16 jun Saúde mental no trabalho: o que muda a partir da nova regulamentação?
Por muito tempo, a saúde mental foi tratada como um tema secundário no ambiente corporativo. No entanto, esse cenário está prestes a mudar — e não apenas por consciência, mas por obrigação legal. A mais recente atualização da Norma Regulamentadora NR-1 marca um divisor de águas ao equiparar, pela primeira vez, a saúde mental à saúde física nas empresas.
A partir de 26 de maio, todas as organizações deverão implementar mecanismos internos capazes de identificar e gerenciar o estresse, o assédio e a sobrecarga emocional no ambiente de trabalho. Não se trata mais de um benefício opcional oferecido aos colaboradores – se trata de um dever.
Assim como há a exigência de fornecer protetores auriculares em ambientes barulhentos, agora será necessário mapear os riscos psicossociais associados a cada atividade — metas excessivas, jornadas exaustivas, número de afastamentos por doenças psicológicas — e adotar medidas concretas para mitigá-los.
Isso exigirá não apenas uma revisão de protocolos e práticas, mas também um compromisso genuíno com a construção de ambientes mais humanos. As empresas deverão atualizar seus documentos e avaliações relacionadas aos riscos ocupacionais, tal como já fazem com os riscos físicos, químicos e biológicos. Também precisarão elaborar planos de ação e medidas preventivas, como treinamentos, palestras e suporte psicológico. Entre as recomendações da NR-1, está a adoção de programas de Primeiros Socorros Psicológicos (PSP), que oferecem apoio imediato a trabalhadores em crises emocionais.

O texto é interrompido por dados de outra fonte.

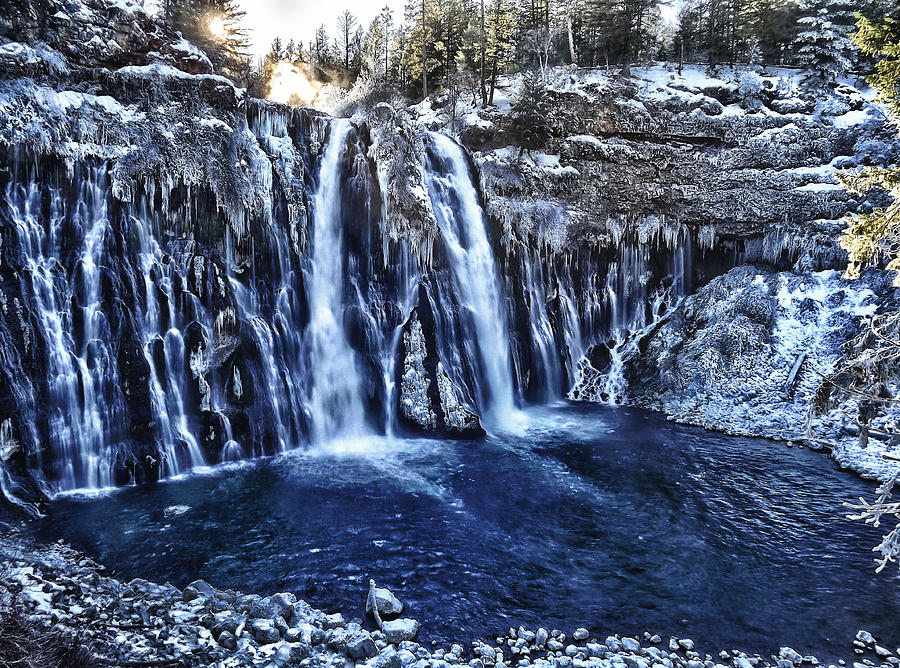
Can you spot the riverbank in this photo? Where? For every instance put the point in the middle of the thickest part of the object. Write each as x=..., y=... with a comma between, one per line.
x=140, y=623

Essa avaliação deverá estar incluída no Programa de Gerenciamento de Riscos (PGR), documento obrigatório para empresas de todos os portes e que precisará ser disponibilizado para fiscalização do Ministério do Trabalho a qualquer momento.
As mudanças na NR-1 são uma tentativa de equilibrar os números: no ano de 2023, 38% de todas as licenças concedidas pelo INSS no Brasil foram por transtornos mentais, o que causa uma preocupação para empresas, trabalhadores e, claro, para toda a sociedade. A Organização Mundial de Saúde (OMS) estima que 12 bilhões de dias de trabalho são perdidos anualmente devido à depressão e à ansiedade, custando à economia global quase US$ 1 trilhão.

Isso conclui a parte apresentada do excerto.